The Back-to-Back Bar Chart, showing specifically the number of letters in each word, also goes some way to confirming my hypothesis. Again, there is not a spectacular difference, but I can see that there are slightly more short words in the tabloid newspaper and slightly more long words in the broadsheet.
This result confirms that, with my definition of the word, the broadsheet does have a higher readability than he tabloid newspaper. It does not, however, prove the theory. Although my stratified method of data collection appeared to work better than the original method, it still is not enough proof that The Independent has a higher readability than The Mirror, or that any broadsheet newspaper would have a higher readability than a tabloid newspaper.
Katherine Allen
Evaluation
Overall, I do not think this investigation is very accurate or very practical.
When considering the amount of words in a whole newspaper, taking just 100 of them to be counted in a sample is not really enough to provide an accurate idea of what the lengths of the words throughout the paper are really like. A lot more words would be needed to do this and counting out the letters in as many words as would be required is not practical. Even if this could be done, it would not be fair to say that a hypothesis that might have been proved through an investigation of just two newspapers would be applicable to all broadsheets and all tabloids. So, not only would a greater number of words need to be sampled, they would also need to be sampled from a greater number of newspapers.

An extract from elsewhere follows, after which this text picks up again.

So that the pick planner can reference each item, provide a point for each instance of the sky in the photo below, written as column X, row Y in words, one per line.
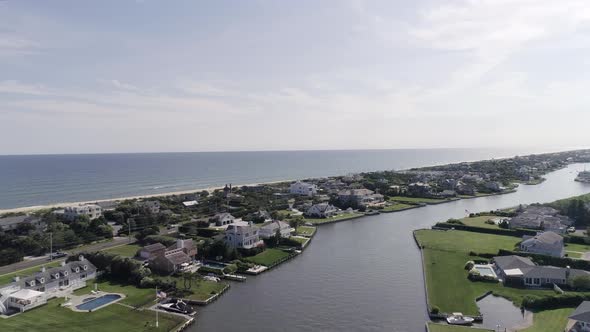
column 174, row 75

I feel that the way I took my samples was random and unbiased, although a problem I encountered whilst taking my stratified sample was to do with counting the number of pages in each section. Many pages had large pictures or advertisements taking up part of the space. I had to judge how much of the page should be counted, with no real way of measuring. Perhaps, in further investigations I would need to measure the images and work out exactly how much of the page was part of the particular section, in order to get a more accurate result.
I do not think that readability can necessarily be determined by the length of words. This assumption that I made at the beginning of the investigation may well be false and could, therefore, invalidate the whole investigation. It would be true to say that, often, longer words are harder to read than shorter ones, but this is not always the case. For example, words such as 'augur', which are not commonly known or used, would, for most people, be harder to read than regularly used, longer words such as 'determinedly'. I think the readability also depends upon the order of letters in words, and the sounds they make.
Another way of investigating the readability of newspapers might be to actually ask somebody to read the paper and either time how long it takes them, or count how many times they stumble over words, or make mistakes. It would be best if the person reading the newspaper were a child, as they are more likely to have difficulties in reading. I would have to get quite a few children to read, as it would not be fair to make conclusions after testing the theory on just one person. However, it would be very difficult to find a large group of people who are of the same reading level and, if they were not all of the same ability, this could invalidate the investigation.